MEMO from Obama for America

TO:              Interested Parties    
 
FROM:         Joel Benenson
 
RE:              The Announcement without a Bounce: Romney’s Choice of Ryan Falls Flat      
 
DATE:          August 16, 2012
 
Ø  Mitt Romney’s choice of Paul Ryan as the Republican vice presidential nominee is viewed less favorably and has had less positive impact than nearly any nomination in a quarter century.
ü  Initial metrics place Romney’s choice on a par with the selections of Sarah Palin and Dan Quayle.
 
Ø  The announcement of a nominee’s running-mate has typically led to a measurable bump for a ticket.
ü  Since 1996, Republicans have received an average 4.7 point gain in the polls, according to Gallup. 
 
Ø  In contrast, initial polls show that Ryan has had virtually no impact on Romney’s position in the polls, even in polls that have been shown to have a Republican-leaning “house effect.”
ü  In Gallup’s daily tracking poll, Romney has picked up only 1 point of support since the pick.
ü  In Rasmussen’s daily tracker, Romney has lost a point from his pre-announcement standing, going from a 46-44 lead over the President to a 45-44 lead today.
ü  According to the Economist’s YouGov poll, the President has extended his lead from 46-45 in early August to 47-44 in the three days after the choice of Ryan.
 
Ø  Analysts often over-estimate the influence of a running-mate on a presidential campaign. Studies regularly show that voters base their choice on their opinions of those at the top of the tickets.
 
Ø  Where the choice of a running mate matters, though, is in what it says about the decision-making ability and priorities of the presidential nominee.
 
Ø  On this score, Romney seems to have failed a key test.
 
Ø  Only 39% view Romney’s choice as “excellent” or “good,” while 42% say Ryan was an “only fair” or “poor” choice.
ü  These are the lowest marks since Gallup began asking the question, 5 points lower than George H.W. Bush’s choice of Dan Quayle.
 
Ø  Meanwhile, only 48% believe Ryan is qualified to be president, also near the bottom in the past quarter century.
ü  Only Quayle (32%) and Sarah Palin (39%) were seen as less qualified.
 
Ø  Defenders of the Ryan selection have pointed to Ryan’s low level of familiarity as the reason for these poor ratings and the negligible effect on the race dynamic.
 
Ø  But historical data casts into doubt this analysis.
 
Ø  In its first post-pick poll, Gallup finds 39% saying they had never heard of Ryan.
ü  By comparison, Sarah Palin was unknown to 51%, and yet her choice was still viewed more favorably initially.
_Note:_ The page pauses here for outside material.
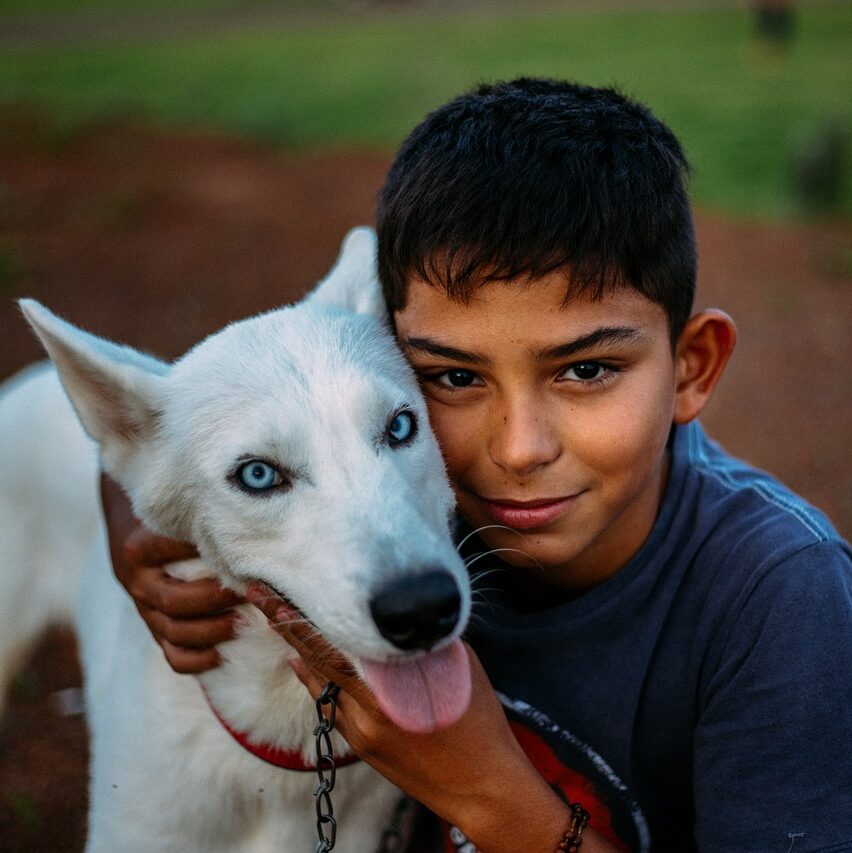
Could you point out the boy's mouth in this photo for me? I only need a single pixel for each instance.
(527, 515)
ü  In 1996, Jack Kemp was unknown to 55% of voters. Nonetheless, his choice led to a 9-point bump in Bob Dole’s position in the horserace against President Bill Clinton.
 
Ø  A more likely explanation is that for his running-mate, Romney has chosen a leader from the most extreme wing of the the least popular institution in America, Congressional Republicans.
ü  In the most recent Gallup poll, only 10% approved of the job Congress was doing, the lowest rating Gallup has ever measured for Congress.
ü  A recent PPP poll found that 60% agreed that “this is the worst Congress ever.”
 
Ø  In this way, the coverage of Ryan emphasizing his position as the “intellectual leader” of the Republican Congress and the author of its agenda only serves to weaken the Romney-Ryan ticket.
ü  Voters’ reaction to Romney’s choice of Ryan suggests a high level of concern that with his selection of running-mate, Romney has explicitly aligned himself with the leadership, the agenda and the extreme ideology of the least popular Congress in history.